Rio2016, Yusra: 18enne siriana che nuotò per salvarsi, ora in gara
La giovane fa parte della squadra dei rifugiati, composta da 10 atleti fuggiti da violenze e persecuzioni

Si chiama Yusra Mardini, ha 18 anni ed è cresciuta in Siria, a Damasco. A un anno da quando raggiunse le coste della Grecia a nuoto per salvarsi da un naufragio, gareggerà quest'estate alle Olimpiadi di Rio de Janeiro come nuotatrice nella squadra dei rifugiati.

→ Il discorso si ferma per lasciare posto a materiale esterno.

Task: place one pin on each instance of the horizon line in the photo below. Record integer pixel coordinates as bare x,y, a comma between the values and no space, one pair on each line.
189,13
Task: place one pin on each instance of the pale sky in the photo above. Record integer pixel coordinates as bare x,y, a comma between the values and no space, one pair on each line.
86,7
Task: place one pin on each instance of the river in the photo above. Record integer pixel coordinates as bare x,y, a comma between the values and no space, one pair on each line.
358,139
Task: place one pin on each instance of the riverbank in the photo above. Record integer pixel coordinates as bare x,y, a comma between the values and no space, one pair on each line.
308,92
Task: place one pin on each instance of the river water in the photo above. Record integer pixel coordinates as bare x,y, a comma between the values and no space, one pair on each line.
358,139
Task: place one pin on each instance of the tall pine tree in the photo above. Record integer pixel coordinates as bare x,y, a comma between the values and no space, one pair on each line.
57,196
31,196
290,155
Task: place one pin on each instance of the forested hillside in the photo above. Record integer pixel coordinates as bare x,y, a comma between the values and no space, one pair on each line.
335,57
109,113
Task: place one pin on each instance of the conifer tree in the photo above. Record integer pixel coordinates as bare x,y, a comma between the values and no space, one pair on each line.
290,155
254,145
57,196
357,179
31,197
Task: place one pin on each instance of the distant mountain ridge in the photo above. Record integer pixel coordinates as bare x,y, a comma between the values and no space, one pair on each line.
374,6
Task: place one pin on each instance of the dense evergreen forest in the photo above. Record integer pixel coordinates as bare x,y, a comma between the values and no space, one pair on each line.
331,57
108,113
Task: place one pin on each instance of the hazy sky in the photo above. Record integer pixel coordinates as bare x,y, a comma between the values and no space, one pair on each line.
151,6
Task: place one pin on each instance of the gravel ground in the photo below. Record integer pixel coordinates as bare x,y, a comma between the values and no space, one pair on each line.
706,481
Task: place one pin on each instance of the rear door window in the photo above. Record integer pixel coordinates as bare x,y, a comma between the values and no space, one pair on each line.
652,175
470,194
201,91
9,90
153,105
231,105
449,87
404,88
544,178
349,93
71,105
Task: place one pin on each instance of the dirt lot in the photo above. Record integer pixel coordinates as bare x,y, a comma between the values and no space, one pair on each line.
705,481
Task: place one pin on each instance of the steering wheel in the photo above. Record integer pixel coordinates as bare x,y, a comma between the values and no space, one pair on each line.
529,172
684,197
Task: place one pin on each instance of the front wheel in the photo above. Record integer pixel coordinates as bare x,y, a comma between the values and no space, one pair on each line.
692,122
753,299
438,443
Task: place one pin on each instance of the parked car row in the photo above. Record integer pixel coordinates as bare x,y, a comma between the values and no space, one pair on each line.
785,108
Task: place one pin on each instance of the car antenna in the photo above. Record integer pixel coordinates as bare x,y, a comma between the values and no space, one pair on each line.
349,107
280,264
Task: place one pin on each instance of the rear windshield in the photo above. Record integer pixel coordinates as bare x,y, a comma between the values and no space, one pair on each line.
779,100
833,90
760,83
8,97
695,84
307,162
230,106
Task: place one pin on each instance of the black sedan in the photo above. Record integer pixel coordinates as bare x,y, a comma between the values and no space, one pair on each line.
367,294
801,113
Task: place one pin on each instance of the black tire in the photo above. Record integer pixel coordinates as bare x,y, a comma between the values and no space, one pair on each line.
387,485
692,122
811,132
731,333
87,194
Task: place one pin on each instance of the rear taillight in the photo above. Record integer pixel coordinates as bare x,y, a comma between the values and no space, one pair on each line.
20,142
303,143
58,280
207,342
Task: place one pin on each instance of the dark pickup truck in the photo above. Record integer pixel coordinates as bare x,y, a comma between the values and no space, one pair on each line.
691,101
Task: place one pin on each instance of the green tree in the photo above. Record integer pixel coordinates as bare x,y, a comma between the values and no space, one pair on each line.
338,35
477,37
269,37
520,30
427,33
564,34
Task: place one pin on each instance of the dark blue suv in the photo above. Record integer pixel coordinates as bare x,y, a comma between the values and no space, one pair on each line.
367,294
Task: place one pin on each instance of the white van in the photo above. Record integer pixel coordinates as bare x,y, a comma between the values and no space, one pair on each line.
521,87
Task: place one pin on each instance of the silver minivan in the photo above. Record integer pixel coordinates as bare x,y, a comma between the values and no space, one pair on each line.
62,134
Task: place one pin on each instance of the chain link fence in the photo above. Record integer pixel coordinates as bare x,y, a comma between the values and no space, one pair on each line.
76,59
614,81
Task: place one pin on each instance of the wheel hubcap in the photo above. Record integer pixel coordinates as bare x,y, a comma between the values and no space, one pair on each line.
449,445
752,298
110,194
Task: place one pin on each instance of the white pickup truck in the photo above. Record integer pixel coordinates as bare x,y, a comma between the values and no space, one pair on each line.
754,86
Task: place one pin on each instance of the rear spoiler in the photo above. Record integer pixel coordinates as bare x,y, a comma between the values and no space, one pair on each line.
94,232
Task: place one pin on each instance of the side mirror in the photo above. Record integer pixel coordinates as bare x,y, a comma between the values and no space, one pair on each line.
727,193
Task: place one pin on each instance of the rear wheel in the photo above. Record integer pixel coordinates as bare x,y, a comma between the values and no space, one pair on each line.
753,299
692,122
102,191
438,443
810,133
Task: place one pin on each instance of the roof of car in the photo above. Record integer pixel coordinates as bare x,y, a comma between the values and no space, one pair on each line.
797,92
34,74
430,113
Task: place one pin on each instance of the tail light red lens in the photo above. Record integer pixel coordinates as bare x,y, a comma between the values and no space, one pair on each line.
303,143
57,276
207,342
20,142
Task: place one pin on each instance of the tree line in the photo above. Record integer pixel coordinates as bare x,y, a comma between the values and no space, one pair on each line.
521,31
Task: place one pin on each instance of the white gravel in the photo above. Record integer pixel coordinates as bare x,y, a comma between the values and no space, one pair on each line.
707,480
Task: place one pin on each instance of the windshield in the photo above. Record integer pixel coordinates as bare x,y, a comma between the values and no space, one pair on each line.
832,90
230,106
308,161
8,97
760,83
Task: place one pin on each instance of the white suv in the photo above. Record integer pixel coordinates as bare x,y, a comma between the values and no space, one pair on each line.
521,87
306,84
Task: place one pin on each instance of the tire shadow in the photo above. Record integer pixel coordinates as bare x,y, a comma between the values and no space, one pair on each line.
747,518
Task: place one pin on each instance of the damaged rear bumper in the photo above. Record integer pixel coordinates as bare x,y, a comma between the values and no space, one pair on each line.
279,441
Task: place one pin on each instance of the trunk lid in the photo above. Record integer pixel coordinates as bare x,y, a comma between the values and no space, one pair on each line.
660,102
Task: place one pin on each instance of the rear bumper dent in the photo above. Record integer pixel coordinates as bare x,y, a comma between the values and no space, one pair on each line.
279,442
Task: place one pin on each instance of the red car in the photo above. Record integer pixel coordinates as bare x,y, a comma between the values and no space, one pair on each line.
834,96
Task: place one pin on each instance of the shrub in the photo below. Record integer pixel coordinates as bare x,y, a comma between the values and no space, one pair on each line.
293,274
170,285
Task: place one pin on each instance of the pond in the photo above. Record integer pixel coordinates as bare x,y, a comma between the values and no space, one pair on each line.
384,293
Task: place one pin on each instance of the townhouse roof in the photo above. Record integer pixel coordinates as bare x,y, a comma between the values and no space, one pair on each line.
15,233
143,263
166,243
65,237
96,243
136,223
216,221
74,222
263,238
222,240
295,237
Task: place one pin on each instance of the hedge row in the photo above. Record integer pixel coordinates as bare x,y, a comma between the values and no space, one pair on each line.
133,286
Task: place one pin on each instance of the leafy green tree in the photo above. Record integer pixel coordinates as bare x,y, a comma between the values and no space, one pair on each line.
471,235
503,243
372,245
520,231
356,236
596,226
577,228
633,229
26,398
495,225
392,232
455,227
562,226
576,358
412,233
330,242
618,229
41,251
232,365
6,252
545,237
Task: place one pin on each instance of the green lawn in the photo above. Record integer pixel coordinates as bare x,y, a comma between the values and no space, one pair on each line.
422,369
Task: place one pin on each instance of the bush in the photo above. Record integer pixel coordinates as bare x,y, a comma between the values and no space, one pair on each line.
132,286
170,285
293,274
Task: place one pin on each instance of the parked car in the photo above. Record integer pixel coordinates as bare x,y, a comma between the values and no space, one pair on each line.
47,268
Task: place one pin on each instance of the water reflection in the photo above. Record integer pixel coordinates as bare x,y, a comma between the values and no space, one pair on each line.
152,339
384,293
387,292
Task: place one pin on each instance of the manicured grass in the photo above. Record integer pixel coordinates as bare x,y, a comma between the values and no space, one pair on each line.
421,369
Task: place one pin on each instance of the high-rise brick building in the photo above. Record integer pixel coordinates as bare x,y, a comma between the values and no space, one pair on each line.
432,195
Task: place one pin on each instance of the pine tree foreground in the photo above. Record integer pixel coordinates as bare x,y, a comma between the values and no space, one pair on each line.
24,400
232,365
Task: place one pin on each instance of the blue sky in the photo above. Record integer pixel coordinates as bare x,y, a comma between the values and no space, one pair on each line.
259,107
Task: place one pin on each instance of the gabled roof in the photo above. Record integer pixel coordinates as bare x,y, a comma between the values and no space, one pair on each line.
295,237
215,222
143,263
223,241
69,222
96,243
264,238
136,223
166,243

Imbarcatasi insieme ad altre 20 persone a bordo di un piccolo gommone, quando a poche miglia dalla costa greca il motore smise di funzionare lei, insieme alle uniche altre due persone capaci di nuotare a bordo cioè la sorella e una terza persona, si buttò in acqua e trascinò in salvo l'imbarcazione nuotando per tre ore, fino ad arrivare a Lesbo.

 

 

 

Yusra Mardini arrivò poi a settembre 2015 in Germania, a Berlino, dove adesso vive con la famiglia e si allena. A Rio gareggerà per i 200 metri stile libero. "Voglio rappresentare tutti i rifugiati perché voglio mostrare a tutti che, dopo il dolore, dopo la tempesta, vengono giorni calmi", ha detto. E ha aggiunto: "Voglio essere d'ispirazione per loro per fare qualcosa di buono nelle loro vite". Nel 2012 aveva già gareggiato in un contesto internazionale, rappresentando la Siria ai campionati mondiali di nuoto.

La squadra dei rifugiati, come ha annunciato ieri il Comitato internazionale olimpico (Cio), gareggerà alle Olimpiadi. Composta da 10 membri, verrà trattata come qualsiasi altra squadra, solo che sarà spesata dal Cio. Ne fanno parte due nuotatori siriani (fra cui appunto Yusra), due judoka della Repubblica democratica del Congo e sei corridori originari di Etiopia e Sud Sudan. Tutti atleti fuggiti da violenze e persecuzioni nei loro Paesi e che hanno cercato rifugio in diversi luoghi, che vanno da Belgio, Germania e Lussemburgo a Kenya e Brasile.